The final forms are substantially identical to the draft forms. The final instructions retain most of the information in the draft instructions, but the IRS added some changes, including:

  • Reporting More Than One Type of Coverage. The final instructions for Forms 1094-B and 1095-B state that a plan providing more than one type of minimum essential coverage to an individual need only report one type of coverage. Thus, if an individual is covered by a self-insured medical plan and an HRA provided by the same employer, the employer need only report the medical coverage or the HRA, but not both. The instructions also state that a plan providing minimum essential coverage generally need not report coverage for which an individual is eligible if the individual is covered by other minimum essential coverage for which reporting is required. Thus, if an individual is covered by an insured group health plan and a self-funded HRA offered by the same plan sponsor, the plan sponsor is not required to report the HRA. The insurer will report the individual's coverage under the group health plan.
  • Medicare. The final instructions for Forms 1094-B and 1095-B state that if an individual is covered by Medicare and a Medicare Supplement, the plan sponsor of the Medicare Supplement is not required to report that individual's coverage.
  • Reporting COBRA Offers to Former Employees. The final instructions for Forms 1094-C and 1095-C state that an offer of COBRA continuation coverage made to a former employee upon termination should not be reported as an "Offer of Coverage."

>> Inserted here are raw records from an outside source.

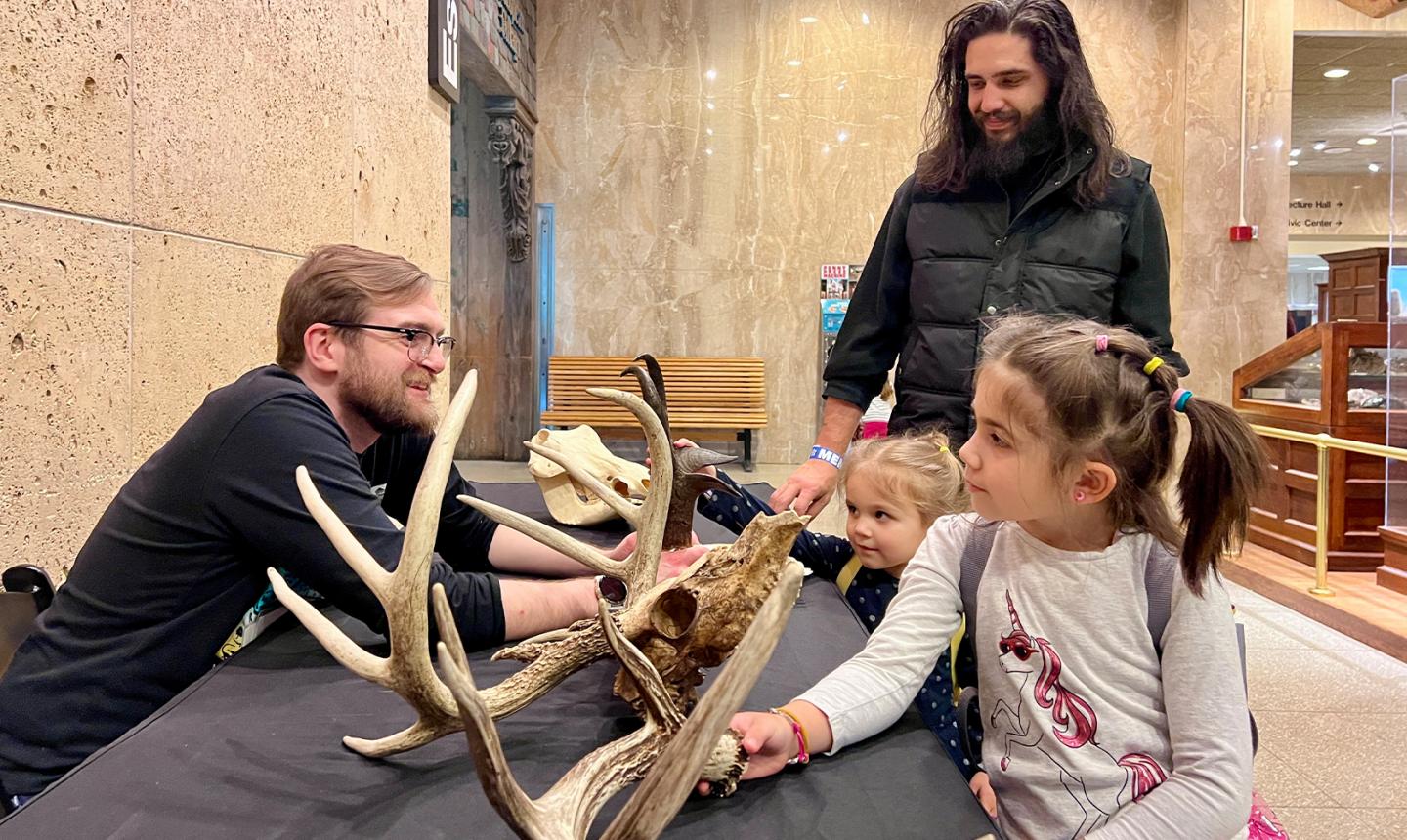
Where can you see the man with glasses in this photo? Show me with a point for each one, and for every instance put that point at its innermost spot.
(179, 558)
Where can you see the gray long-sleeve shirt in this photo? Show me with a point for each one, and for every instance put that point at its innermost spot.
(1087, 731)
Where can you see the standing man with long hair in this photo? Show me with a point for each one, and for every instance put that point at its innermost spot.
(1019, 201)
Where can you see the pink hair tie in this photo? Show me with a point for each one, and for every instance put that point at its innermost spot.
(1179, 399)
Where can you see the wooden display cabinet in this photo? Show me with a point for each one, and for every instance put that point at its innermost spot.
(1356, 286)
(1331, 377)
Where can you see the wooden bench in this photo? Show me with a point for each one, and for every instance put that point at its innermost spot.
(705, 395)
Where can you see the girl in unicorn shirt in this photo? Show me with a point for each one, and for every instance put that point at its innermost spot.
(1092, 727)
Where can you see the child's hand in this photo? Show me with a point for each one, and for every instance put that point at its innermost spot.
(981, 786)
(768, 740)
(687, 443)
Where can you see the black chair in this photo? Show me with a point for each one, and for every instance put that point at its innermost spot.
(27, 593)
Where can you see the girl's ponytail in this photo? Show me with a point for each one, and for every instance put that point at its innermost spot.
(1221, 473)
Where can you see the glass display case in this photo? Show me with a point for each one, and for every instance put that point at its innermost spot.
(1393, 571)
(1331, 377)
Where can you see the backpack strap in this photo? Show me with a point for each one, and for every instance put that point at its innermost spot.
(974, 563)
(1161, 570)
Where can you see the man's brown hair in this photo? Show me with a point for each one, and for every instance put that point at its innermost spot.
(342, 283)
(952, 133)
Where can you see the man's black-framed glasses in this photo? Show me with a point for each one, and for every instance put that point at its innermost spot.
(418, 341)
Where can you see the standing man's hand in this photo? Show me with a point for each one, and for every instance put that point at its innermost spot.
(812, 484)
(809, 487)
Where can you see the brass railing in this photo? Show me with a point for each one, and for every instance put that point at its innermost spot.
(1324, 443)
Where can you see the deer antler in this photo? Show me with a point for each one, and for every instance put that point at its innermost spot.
(403, 594)
(687, 483)
(675, 747)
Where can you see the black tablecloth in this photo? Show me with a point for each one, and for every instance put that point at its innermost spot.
(253, 750)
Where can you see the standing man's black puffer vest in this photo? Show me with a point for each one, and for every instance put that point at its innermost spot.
(943, 262)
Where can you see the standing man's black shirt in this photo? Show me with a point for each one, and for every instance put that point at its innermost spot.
(181, 556)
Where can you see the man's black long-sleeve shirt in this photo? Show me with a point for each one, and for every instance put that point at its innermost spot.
(182, 553)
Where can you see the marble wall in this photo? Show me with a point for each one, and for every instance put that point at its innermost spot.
(706, 156)
(163, 168)
(1230, 306)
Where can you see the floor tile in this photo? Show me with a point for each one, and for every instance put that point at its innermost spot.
(1321, 823)
(1306, 680)
(1387, 823)
(1285, 786)
(1358, 759)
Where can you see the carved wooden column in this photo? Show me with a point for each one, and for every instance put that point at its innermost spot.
(510, 143)
(494, 313)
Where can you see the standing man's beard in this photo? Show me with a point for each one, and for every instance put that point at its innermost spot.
(381, 399)
(1002, 159)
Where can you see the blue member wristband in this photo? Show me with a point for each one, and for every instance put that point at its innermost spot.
(831, 456)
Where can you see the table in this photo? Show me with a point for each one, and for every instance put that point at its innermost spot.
(253, 750)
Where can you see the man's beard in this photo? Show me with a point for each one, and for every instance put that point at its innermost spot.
(1002, 159)
(381, 399)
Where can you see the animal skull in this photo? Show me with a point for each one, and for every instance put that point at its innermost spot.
(572, 502)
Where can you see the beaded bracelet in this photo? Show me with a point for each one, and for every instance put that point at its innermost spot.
(802, 753)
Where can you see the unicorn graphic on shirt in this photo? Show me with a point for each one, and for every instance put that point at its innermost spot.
(1054, 721)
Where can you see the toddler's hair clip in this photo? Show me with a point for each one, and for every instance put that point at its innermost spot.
(1179, 399)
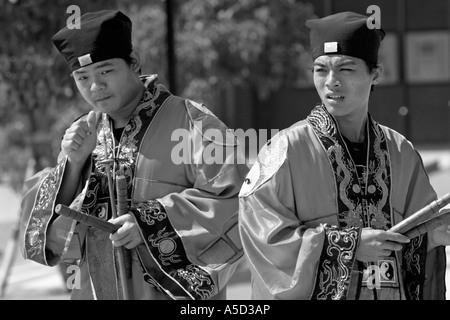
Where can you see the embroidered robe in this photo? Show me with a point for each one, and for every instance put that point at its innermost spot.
(186, 208)
(304, 202)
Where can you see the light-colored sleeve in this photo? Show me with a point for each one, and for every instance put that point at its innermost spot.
(192, 245)
(45, 237)
(287, 259)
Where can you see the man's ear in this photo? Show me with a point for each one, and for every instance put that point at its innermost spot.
(377, 74)
(135, 61)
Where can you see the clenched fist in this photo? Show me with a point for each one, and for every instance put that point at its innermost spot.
(80, 139)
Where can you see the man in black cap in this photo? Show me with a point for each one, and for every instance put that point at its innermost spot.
(316, 206)
(179, 226)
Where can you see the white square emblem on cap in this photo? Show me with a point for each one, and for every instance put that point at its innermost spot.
(330, 47)
(85, 60)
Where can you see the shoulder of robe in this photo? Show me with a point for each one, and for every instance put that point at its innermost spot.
(209, 125)
(271, 157)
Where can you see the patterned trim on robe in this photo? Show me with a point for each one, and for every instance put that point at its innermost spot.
(356, 209)
(42, 214)
(336, 263)
(414, 256)
(176, 275)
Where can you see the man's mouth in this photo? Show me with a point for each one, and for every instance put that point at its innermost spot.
(102, 99)
(334, 97)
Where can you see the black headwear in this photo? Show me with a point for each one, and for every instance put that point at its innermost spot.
(345, 33)
(103, 35)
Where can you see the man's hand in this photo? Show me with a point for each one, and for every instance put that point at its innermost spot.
(377, 244)
(80, 139)
(128, 235)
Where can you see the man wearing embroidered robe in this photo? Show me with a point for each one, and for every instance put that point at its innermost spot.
(180, 233)
(316, 206)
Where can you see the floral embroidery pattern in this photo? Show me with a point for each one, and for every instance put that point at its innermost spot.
(34, 236)
(336, 263)
(48, 187)
(198, 279)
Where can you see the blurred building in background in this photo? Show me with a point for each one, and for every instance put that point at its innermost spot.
(414, 97)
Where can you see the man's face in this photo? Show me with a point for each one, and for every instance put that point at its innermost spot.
(110, 86)
(343, 84)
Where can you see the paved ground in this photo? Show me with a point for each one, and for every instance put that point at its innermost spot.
(30, 281)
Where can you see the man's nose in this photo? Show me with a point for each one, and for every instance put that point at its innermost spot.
(333, 80)
(97, 84)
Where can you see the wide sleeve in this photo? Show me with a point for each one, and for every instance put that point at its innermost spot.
(45, 237)
(192, 245)
(287, 258)
(424, 271)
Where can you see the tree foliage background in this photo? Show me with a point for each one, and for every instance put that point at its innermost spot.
(261, 44)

Third Circuit Rules that Plan's Statute of Limitations for Filing Suit Is Unenforceable if Not in Final Denial Letter

In Mirza v. Insurance Administrators of America, Inc., the Third Circuit Court of Appeals refused to apply a plan's contractual limitations period for filing a civil action in court. The Third Circuit held that, because the limitations period was not disclosed in the final adverse determination letter provided to the claimant, the plan violated ERISA's claims procedures regulations. Setting aside the plan's one-year limitations period, the Third Circuit borrowed New Jersey's six-year statute of limitations used for breach of contract claims.

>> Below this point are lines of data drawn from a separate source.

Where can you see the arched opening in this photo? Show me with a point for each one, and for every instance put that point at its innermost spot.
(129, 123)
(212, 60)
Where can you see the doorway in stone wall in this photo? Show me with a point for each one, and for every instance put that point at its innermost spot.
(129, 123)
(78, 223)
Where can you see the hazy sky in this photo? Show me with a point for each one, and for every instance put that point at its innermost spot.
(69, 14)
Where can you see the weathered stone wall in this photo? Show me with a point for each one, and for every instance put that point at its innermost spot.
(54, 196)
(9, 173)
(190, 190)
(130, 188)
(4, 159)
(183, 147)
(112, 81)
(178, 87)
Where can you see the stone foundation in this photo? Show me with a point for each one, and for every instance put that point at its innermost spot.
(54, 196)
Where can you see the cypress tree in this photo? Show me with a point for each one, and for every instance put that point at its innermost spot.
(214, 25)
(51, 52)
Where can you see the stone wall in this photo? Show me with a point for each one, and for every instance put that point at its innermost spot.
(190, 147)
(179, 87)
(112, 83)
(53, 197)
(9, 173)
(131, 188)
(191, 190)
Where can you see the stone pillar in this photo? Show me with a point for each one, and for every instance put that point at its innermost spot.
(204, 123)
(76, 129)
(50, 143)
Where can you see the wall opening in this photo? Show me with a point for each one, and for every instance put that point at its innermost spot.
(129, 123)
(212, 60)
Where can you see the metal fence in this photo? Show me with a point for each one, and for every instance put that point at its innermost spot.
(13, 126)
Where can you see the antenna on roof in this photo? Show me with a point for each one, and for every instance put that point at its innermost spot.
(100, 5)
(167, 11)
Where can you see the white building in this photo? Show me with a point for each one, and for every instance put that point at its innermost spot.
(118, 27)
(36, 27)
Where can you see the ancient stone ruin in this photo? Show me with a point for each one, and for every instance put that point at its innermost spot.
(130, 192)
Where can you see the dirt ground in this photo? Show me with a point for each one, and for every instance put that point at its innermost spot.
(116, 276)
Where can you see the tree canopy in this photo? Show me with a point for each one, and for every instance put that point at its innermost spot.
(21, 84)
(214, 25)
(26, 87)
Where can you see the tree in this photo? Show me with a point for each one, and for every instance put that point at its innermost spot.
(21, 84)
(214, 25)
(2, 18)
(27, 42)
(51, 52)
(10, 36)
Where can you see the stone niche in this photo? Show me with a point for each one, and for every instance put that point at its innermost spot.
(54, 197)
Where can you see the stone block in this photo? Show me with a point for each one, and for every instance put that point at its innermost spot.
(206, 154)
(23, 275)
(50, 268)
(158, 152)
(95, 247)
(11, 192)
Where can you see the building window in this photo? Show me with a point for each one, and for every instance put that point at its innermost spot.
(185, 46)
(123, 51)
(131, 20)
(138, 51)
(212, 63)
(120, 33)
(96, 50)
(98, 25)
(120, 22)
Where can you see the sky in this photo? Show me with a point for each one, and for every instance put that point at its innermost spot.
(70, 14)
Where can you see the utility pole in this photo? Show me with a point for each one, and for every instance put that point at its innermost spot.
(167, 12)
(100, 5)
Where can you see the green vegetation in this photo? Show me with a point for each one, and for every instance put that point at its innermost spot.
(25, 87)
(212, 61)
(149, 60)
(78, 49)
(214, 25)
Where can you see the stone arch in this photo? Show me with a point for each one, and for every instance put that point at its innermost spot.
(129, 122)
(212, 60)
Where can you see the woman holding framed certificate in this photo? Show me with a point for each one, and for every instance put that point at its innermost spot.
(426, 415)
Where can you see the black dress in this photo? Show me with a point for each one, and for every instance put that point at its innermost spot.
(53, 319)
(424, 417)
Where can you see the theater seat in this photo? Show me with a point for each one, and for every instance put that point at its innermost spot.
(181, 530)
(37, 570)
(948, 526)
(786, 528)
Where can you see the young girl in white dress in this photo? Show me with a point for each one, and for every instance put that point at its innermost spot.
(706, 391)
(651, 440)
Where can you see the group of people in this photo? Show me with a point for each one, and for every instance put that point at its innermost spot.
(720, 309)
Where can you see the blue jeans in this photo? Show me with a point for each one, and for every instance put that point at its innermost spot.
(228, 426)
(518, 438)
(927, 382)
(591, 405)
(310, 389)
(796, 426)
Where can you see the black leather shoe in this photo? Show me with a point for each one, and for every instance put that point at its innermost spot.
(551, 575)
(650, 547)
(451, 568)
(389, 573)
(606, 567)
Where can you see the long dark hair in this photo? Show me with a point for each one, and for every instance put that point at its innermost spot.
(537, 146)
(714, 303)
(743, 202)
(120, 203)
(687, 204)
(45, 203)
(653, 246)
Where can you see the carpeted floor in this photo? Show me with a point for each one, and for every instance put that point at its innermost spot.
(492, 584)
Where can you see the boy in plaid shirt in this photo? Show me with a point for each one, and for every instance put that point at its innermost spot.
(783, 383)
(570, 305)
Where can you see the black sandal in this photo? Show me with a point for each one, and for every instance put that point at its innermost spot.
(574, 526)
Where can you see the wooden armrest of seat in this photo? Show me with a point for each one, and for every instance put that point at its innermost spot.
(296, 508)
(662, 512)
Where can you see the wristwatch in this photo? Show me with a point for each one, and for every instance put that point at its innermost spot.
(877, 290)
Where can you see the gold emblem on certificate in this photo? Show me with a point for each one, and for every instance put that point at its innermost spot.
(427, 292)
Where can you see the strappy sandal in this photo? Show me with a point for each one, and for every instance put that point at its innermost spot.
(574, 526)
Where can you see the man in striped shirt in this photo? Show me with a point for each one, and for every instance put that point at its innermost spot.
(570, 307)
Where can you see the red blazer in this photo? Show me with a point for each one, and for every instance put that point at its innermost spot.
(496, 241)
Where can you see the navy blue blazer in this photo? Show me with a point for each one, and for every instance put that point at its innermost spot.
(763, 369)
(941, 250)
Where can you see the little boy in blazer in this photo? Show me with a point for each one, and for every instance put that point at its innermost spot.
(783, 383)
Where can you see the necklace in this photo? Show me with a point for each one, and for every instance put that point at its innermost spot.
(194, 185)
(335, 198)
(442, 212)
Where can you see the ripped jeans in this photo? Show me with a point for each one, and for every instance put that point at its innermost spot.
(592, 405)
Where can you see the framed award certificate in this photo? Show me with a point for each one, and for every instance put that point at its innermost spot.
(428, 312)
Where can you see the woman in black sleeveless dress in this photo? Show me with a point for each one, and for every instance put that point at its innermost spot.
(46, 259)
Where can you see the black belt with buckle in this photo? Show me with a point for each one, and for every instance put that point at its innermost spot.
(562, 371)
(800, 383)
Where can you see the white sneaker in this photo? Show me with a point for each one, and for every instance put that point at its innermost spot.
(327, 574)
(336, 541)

In 2013, the Supreme Court upheld the enforceability of a plan's self-imposed limitations period for filing suit in Heimeshoff v. Hartford Life Insurance Co., provided the limitations period is reasonable and there is no controlling statute to the contrary. Since Heimeshoff, courts have split on whether the claims procedures regulations require plans to notify claimants of any contractual limitations period in the final denial of an appeal. In light of recent court holdings, plan sponsors and administrators should consider adding any applicable contractual limitations period to their denial letters to ensure their plans' internal statutes of limitations remain enforceable.

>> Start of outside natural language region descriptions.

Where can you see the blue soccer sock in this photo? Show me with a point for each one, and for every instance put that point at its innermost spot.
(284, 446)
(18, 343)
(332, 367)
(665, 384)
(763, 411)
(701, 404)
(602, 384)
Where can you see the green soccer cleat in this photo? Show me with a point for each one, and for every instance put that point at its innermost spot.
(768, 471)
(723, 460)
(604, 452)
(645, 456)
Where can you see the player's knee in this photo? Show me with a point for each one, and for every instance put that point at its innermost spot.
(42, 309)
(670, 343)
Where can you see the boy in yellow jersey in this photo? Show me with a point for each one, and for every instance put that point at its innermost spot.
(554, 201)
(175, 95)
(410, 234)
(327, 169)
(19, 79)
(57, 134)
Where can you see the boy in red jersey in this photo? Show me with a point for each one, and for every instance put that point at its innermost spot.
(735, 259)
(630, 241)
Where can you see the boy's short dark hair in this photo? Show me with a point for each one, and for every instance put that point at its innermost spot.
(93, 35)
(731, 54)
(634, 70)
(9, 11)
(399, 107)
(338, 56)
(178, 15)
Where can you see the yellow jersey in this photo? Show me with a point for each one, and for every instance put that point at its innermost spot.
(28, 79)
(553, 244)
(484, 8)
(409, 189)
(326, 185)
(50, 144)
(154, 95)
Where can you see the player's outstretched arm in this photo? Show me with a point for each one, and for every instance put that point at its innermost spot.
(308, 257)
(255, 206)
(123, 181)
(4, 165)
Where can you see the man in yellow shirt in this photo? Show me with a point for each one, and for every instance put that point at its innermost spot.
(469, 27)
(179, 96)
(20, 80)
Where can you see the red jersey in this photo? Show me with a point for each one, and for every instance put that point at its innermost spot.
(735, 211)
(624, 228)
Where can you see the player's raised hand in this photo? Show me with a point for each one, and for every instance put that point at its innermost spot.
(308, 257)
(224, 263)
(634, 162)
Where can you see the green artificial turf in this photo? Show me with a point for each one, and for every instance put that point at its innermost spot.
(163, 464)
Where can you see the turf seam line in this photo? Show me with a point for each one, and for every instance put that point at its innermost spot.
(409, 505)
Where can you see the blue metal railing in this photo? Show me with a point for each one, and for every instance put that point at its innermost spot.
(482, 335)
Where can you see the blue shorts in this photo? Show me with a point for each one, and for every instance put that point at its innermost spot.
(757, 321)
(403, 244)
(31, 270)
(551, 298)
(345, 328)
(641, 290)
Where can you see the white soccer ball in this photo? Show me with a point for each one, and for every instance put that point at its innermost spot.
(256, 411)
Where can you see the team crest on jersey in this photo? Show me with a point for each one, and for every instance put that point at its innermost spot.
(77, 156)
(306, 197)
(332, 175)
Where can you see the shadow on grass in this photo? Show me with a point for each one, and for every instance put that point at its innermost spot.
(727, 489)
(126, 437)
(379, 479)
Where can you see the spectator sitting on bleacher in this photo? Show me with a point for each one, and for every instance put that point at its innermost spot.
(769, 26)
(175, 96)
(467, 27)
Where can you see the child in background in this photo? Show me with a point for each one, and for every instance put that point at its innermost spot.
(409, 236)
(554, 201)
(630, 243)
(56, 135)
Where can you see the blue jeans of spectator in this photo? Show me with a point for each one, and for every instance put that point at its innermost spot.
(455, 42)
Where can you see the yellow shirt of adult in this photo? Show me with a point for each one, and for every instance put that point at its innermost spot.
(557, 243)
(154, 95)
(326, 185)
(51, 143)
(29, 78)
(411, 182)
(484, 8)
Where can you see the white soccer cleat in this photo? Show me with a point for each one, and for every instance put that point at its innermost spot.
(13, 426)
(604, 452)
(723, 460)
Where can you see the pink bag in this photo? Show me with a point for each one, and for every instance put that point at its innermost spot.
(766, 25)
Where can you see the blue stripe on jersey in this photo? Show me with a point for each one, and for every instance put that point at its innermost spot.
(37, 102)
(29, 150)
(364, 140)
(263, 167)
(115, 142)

Ninth Circuit Rules that Successor Liability Doctrine May Apply in Withdrawal Liability Context

Reversing and remanding the lower court's decision, the Ninth Circuit Court of Appeals in Resilient Floor Covering Pension Trust Fund v. Michael's Floor Covering, Inc., ruled that a successor employer, including a building and construction industry employer, could be held liable for its predecessor's withdrawal liability owed to a multiemployer pension plan so long as the successor had notice of the liability. The Ninth Circuit noted that it previously held successor employers liable for their predecessors' delinquent contributions, but now was extending the successor liability doctrine to the withdrawal liability context. In reviewing whether the employer was a successor in the case, the court held that the primary factor was whether substantial continuity in the business operations existed between the predecessor and the successor employer, determined largely by whether the new employer retained the "same body of customers" as the prior employer. The court also provided a list of successorship factors that courts must analyze when imposing withdrawal liability on a successor entity, which include market share, continuity of workforce and similarity of owners and operators.